Payrolls were predicted to increase by 110,000 by economists surveyed by Reuters. Bullion is more costly for foreign buyers when the dollar is stronger. There is less chance of a Fed rate cut earlier than currently predicted because of the better-than-expected U.S. economic data

Generally speaking, non-yielding gold does well when interest rates are low. U.S. tariffs are scheduled to go into effect on July 9, but on Wednesday, an agreement between the United States and Vietnam was announced. While this was going on, Republicans in the US House of Representatives moved Trump’s massive tax cut and spending bill closer to a final yes-or-no vote. The bill is estimated to increase the nation’s debt by $3.4 trillion, potentially. “In the long run, gold should benefit from investors’ increased concern over the US dollar as the US’s debt keeps growing,” stated Carsten Menke, an analyst at Julius Baer.

Grayscale Surprised on XRP, Solana ETF Delays

The US Securities and Exchange Commission’s decision to postpone the launch of its Digital Large Cap Fund was deemed “unexpected” by Grayscale.

 

The company claimed that the regulator’s unexpected decision on Wednesday demonstrated the evolving nature of the regulatory environment.
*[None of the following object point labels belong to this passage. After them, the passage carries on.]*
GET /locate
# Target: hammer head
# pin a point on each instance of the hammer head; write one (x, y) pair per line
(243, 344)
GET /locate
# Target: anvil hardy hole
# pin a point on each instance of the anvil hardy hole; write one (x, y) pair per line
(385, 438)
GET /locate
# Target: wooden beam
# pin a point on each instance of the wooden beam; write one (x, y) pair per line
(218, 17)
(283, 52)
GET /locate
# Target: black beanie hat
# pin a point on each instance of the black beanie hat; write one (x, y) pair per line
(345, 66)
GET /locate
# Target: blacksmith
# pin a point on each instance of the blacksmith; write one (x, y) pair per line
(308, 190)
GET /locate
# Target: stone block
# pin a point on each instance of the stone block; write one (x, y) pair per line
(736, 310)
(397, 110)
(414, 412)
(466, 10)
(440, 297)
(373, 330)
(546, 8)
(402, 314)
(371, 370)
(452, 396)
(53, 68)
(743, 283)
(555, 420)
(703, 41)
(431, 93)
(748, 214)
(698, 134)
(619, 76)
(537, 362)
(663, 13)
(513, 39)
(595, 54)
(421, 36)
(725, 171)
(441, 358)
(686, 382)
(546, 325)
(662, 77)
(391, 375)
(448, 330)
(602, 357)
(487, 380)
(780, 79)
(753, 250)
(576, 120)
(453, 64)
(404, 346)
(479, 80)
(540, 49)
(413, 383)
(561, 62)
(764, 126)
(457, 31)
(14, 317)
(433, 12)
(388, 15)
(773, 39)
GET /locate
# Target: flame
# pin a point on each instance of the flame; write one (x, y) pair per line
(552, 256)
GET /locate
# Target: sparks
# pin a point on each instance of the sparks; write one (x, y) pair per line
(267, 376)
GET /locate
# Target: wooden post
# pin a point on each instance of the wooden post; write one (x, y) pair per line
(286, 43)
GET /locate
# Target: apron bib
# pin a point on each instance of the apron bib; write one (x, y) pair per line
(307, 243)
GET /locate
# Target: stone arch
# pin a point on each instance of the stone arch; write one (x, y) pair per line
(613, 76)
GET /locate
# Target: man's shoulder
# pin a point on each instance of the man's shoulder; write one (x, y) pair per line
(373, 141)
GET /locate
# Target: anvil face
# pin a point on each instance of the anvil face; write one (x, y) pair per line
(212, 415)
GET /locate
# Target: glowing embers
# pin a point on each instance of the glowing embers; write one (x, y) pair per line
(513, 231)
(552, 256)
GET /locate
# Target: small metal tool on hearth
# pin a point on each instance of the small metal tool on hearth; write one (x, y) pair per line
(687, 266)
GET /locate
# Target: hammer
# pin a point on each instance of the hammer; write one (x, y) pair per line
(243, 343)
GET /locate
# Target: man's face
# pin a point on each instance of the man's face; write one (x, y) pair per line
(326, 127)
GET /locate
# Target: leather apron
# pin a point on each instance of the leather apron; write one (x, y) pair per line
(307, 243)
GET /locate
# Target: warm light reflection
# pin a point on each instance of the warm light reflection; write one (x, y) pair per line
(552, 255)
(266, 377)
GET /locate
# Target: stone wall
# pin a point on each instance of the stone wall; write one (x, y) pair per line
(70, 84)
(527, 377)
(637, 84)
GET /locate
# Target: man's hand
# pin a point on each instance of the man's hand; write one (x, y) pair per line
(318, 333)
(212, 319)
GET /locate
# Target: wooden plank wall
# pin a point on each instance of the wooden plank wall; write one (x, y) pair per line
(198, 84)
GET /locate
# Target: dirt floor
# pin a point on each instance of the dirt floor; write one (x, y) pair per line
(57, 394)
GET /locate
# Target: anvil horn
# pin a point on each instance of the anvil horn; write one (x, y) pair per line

Grayscale stated that although this development was surprising, it illustrates how the regulatory environment around a first-of-its-kind digital asset product, such as GDLC, is dynamic and ever-changing.

The conversion of Grayscale’s GDLC fund, which focuses on Bitcoin but exposes investors to Ethereum, Solana, XRP, and Cardano, into an exchange-traded fund was expedited by the SEC. However, a note from the regulator stating that it would not yet permit the product to begin trading was also attached. Grayscale went on to say:

“We are working closely with important stakeholders to meet all requirements, and Grayscale is still committed to pursuing the listing of GDLC as an exchange-traded product. We’ll supply.

The CoinDesk 5 Index, which gauges the performance of the top five most liquid and sizable digital assets, serves as the basis for Grayscale’s Large Cap fund. Over 80% of the fund’s assets are made up of bitcoin.

According to the SEC filing, Ethereum accounts for about 11% of the ETF’s assets, followed by Solana (2.8%), XRP (4.8%), and Cardano (0%). GDLC wants to be listed on the NYSE Arca as a full-fledged ETF. The asset manager has already converted its Ethereum and Bitcoin trusts into Grayscale’s funds. Because the funds were closed-end, supply and demand imbalances resulting from their structures caused the products to trade at a premium or discount to the value of their underlying holdings.